Choki Motobu (1871–1944) was een leerling van Matsumura en Itosu en bovendien een beruchte vechtersbaas. Meer dan andere karateka’s had hij oog voor de praktische toepassing van technieken en voor kumite (sparren). Nadat hij in de jaren ’20 beroemd was geworden door een Russische profbokser KO te slaan tijdens een wedstrijd in Osaka, ging hij lesgeven in Japan en op Okinawa. Zijn dojo in Tokyo heette Daidokan, ‘de brede weg’: het was de eerste dojo die ook voor vrouwen en westerlingen openstond.
Het ontstaan van Shuri Ryu
Okinawa was een belangrijke uitvalsbasis van het Amerikaanse leger van 1945 tot en met de Vietnamoorlog. Op de bases van het leger gaven Okinawaanse karateka’s les aan de soldaten, die vervolgens in belangrijke mate bijdroegen aan de verspreiding van karate over de wereld.
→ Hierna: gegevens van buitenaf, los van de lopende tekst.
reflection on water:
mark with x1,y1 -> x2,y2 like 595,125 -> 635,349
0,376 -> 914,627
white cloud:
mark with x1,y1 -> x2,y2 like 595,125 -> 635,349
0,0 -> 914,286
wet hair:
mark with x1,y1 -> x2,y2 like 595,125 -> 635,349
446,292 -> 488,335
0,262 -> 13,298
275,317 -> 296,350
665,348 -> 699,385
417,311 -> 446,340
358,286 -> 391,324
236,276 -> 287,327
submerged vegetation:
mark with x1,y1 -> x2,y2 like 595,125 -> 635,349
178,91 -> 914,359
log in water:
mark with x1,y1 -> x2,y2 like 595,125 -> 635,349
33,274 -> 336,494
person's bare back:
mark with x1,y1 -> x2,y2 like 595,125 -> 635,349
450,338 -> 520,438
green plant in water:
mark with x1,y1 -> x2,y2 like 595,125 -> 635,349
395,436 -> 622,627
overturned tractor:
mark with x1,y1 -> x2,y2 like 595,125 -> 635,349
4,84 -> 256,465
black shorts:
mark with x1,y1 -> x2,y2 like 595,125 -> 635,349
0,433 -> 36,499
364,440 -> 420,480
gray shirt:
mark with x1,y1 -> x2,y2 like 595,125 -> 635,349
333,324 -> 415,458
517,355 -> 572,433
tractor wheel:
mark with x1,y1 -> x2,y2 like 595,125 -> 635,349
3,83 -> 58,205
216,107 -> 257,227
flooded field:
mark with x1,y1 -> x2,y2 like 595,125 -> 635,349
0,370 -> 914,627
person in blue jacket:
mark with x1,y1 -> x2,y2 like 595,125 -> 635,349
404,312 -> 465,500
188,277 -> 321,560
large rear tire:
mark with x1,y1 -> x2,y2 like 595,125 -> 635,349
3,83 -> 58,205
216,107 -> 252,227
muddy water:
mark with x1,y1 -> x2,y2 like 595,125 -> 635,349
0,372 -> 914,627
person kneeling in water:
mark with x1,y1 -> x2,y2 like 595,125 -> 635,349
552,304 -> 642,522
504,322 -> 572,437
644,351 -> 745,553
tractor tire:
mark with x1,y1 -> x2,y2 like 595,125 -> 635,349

Het verhaal van grootmeester Robert Trias (1922–1989) is hier een variant op. Hij was in 1942 op de Solomoneilanden gelegerd (ten oosten van Papoea-Nieuw Guinea) en ging daar in de leer bij T’ung Ji Hsing (of Hsiang).
Hsing was een meester in Hsing Yi die op Okinawa had gewoond en daar een mooie uitwisseling met Choki Motobu had gehad. Toen Hsing later op de Solomoneilanden was, versloeg hij bokskampioen Trias zonder enige moeite en werd vervolgens zijn leraar. De combinatie van Hsing Yi en Shurite zou de basis worden van Shuri Ryu, de stijl die Trias vervolgens stichtte in de Verenigde Staten.
Grootmeester Trias was in 1945 degene die karate in de VS introduceerde. In 1946 stichtte hij de eerste karateschool van de VS in Phoenix, Arizona.
Shuri Ryu in Nederland
Wendi Dragonfire hanshi (9e dan Shuri Ryu-karate, 2e dan Modern Arnis) begon in 1971 bij grootmeester Trias te trainen. In 1975 behaalde ze de zwarte band. In 1984 introduceerde zij tijdens een zomertraining de stijl in Nederland en in 1985 vestigde ze zich definitief in Nederland. Zij is formeel het hoofd van Shuri Ryu in Nederland en Duitsland.
Er zijn nog verschillende andere Shuri-dojo’s in Europa (o.a. in Bonn en Esbjerg, Denemarken). Een van Dragonfire hanshi’s hoogste leerlingen is Lydia Lang kyoshi (7e dan Shuri Ryu-karate); samen met Ute Pemöller renshi (6e dan Shuri Ryu-karate) leidt zij een dojo in Berlijn. Daidokan Leiden bestaat (onder verschillende namen) sinds 1989 en wordt nu geleid door Ilia Neudecker sensei (3e dan Shuri Ryu-karate) en Roek Vermeulen sensei (2e dan Shuri Ryu-karate); de examens worden afgenomen onder leiding van Lydia Lang kyoshi.